While running excercises with my unit, the biggest threat was not tanks or airstrikes, it was not getting supplies in time, or having them dropped in the wrong place, or not being relieved in time.  The extra storage and load capabilities of this system would give paras that extra days worth of ammo, grenades and water they might need to hold out.


----------



## Rory (9 Jun 2006)

Your suppose to just ditch these things in the field once you land? I mean wouldn't be reasonable if you jump behind the enemy lines and carry it with you.


----------



## Bobbyoreo (9 Jun 2006)

I think these were only meant for SF roles....As per the articles.


----------



## AJFitzpatrick (9 Jun 2006)

Seeing this I first I thought it was dealing with hang-gliders. Have hang-gliders ever been considered for a military role?


----------



## K_Johnston (11 Jun 2006)

These wings may be developed for special units, but they may be better suited to a standard airborne unit to increase its range and decreas the risk to planes.  Standard units wouldnt have to worry that much about hiding them.  A special forces soldier would have to hide them or carry them....and it doesnt look all that easy to do either.


----------



## Lumber (11 Jun 2006)

Probably going to be very expensive, hence being reserved for SF roles. But wouldn't a six foot wing show up on radar?


----------



## George Wallace (11 Jun 2006)

K_Johnston said:
			
		

> These wings may be developed for special units, but they may be better suited to a standard airborne unit to increase its range and decreas the risk to planes.  Standard units wouldnt have to worry that much about hiding them.  A special forces soldier would have to hide them or carry them....and it doesnt look all that easy to do either.



That statement deserves a great big  ???


----------



## Lumber (11 Jun 2006)

George Wallace said:
			
		

> That statement deserves a great big  ???

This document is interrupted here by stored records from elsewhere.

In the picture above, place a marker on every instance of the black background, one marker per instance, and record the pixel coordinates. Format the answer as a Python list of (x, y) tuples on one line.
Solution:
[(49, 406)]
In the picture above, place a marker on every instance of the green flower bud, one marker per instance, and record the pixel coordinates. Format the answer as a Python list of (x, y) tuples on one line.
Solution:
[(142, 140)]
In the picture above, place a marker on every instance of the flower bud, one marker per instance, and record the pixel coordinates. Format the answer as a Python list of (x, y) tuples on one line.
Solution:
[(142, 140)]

What he means is, a reg force unit probably isn't that worried about having their 'wings' discovered lying around because they will probably be an arm of a much larger attack, and will probably be making a lot of noise themselves. A special forces unit on the other hand is most likely hoping to complete their mission and get out before anyone realising that they were ever there. Having to hide a 6 footwing would then be a problem. An even bigger problem would be trying to lug it around with you!


----------



## K_Johnston (14 Jun 2006)

NCdt Lumber said:
			
		

> What he means is, a reg force unit probably isn't that worried about having their 'wings' discovered lying around because they will probably be an arm of a much larger attack, and will probably be making a lot of noise themselves. A special forces unit on the other hand is most likely hoping to complete their mission and get out before anyone realising that they were ever there. Having to hide a 6 footwing would then be a problem. An even bigger problem would be trying to lug it around with you!



Thank you, you explained it a lot better than I did.  That is exactly what I meant.


----------